Memory Match
Find every matching pair in a grid of face-down cards.
Overview
Memory Match (also called Concentration or Pairs) is a card-flipping memory game. A grid of face-down cards conceals pairs of matching symbols; flip two at a time, and if they match, they stay revealed. The round ends when every pair is found. The fewer flips and the less time it takes, the better.
This implementation supports several grid sizes — typically 4x4 for kids, 6x6 for adults, and larger for serious memory training — and shuffles a fresh symbol set each round. It's a quick, pleasant cognitive workout and a useful proxy for visuospatial working-memory span.
How it works
The deck is built by taking N distinct symbols and duplicating each one, then shuffling the resulting 2N cards using a Fisher-Yates shuffle and laying them face-down on the grid. Clicking a face-down card flips it face-up; once two are face-up, the engine pauses briefly to let you see them, then either marks them matched (if equal) or flips them face-down again (if not).
Optimal play requires zero re-checks: once you've seen two cards in different positions, remembering both lets you secure that pair the next time you see one of them. In practice, players run out of working-memory slots around five to seven distinct symbols on the board, after which they need a second look. The flip count therefore scales steeply with grid size.
Examples
- A 4x4 board has 8 pairs.

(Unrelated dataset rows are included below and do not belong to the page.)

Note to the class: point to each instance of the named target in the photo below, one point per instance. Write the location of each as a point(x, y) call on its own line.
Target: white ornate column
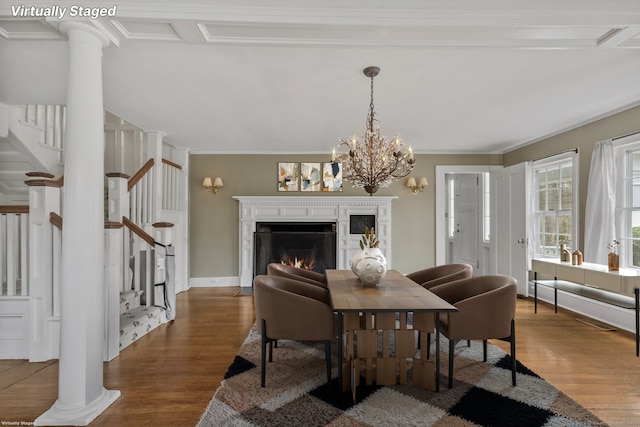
point(81, 395)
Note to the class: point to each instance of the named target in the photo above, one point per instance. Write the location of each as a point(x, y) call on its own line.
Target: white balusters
point(171, 176)
point(50, 119)
point(13, 254)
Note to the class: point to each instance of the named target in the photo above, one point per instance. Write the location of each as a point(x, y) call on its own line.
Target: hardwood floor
point(168, 377)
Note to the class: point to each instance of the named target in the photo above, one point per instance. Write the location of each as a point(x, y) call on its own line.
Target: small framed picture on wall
point(310, 177)
point(332, 176)
point(288, 176)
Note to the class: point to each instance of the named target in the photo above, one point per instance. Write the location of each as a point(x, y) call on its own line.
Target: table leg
point(637, 292)
point(535, 291)
point(340, 349)
point(437, 322)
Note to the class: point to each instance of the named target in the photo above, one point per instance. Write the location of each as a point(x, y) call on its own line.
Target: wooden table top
point(396, 293)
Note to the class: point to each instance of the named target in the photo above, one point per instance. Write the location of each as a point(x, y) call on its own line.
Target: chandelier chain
point(375, 161)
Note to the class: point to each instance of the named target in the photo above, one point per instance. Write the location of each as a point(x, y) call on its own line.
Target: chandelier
point(373, 161)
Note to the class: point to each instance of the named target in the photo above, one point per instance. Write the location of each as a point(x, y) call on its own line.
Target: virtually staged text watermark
point(62, 12)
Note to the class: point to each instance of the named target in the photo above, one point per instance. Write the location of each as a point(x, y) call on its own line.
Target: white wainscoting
point(338, 209)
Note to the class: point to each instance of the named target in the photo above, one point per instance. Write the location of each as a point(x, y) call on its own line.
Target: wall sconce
point(214, 186)
point(419, 187)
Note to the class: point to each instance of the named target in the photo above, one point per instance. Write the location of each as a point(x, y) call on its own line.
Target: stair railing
point(14, 245)
point(141, 194)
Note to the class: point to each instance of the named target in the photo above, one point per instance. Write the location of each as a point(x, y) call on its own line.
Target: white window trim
point(621, 147)
point(575, 177)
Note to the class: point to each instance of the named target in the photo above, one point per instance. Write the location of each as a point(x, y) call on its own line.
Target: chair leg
point(327, 357)
point(452, 346)
point(513, 352)
point(263, 352)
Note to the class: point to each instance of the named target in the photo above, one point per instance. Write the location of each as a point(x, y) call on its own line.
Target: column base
point(80, 416)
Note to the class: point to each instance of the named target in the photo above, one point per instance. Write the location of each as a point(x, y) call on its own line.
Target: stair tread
point(138, 316)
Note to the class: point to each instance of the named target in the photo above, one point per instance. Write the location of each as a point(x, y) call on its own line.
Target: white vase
point(355, 259)
point(369, 265)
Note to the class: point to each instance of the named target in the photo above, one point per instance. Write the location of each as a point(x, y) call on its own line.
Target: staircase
point(136, 320)
point(30, 140)
point(145, 206)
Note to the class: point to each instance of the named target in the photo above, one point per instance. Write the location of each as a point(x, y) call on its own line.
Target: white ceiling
point(238, 76)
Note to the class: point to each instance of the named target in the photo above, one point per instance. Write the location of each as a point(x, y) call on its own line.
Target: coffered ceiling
point(285, 76)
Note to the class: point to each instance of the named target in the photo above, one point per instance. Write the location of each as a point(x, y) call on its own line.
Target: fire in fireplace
point(311, 246)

Perfect play takes 16 flips; average human play takes 22-30.
- A 6x6 board has 18 pairs and stresses working memory hard — perfect play is 36 flips, typical is 60-80.
- The "first pair" guess on a fresh board has only a 1 in 15 chance of matching on a 4x4.
- Recording every reveal mentally beats randomly checking; even basic "I saw a star in the top-right" notes shave flips.
FAQ
Why do my matches sometimes flip back when I clicked correctly?
If the second card doesn't match the first, both flip back. Re-check that the two symbols were really identical.
Are the symbols always the same set?
No — a fresh symbol set is drawn each round so you can't memorise positions across games.
Is there a time bonus?
The board tracks elapsed time and flips. Combining both into a "score" depends on house rules.
Does the engine cheat by changing card positions?
No. Cards are placed once at game start and stay fixed.
Can I undo a flip?
No — the flip count is your honest score. Resigning and restarting is the only reset.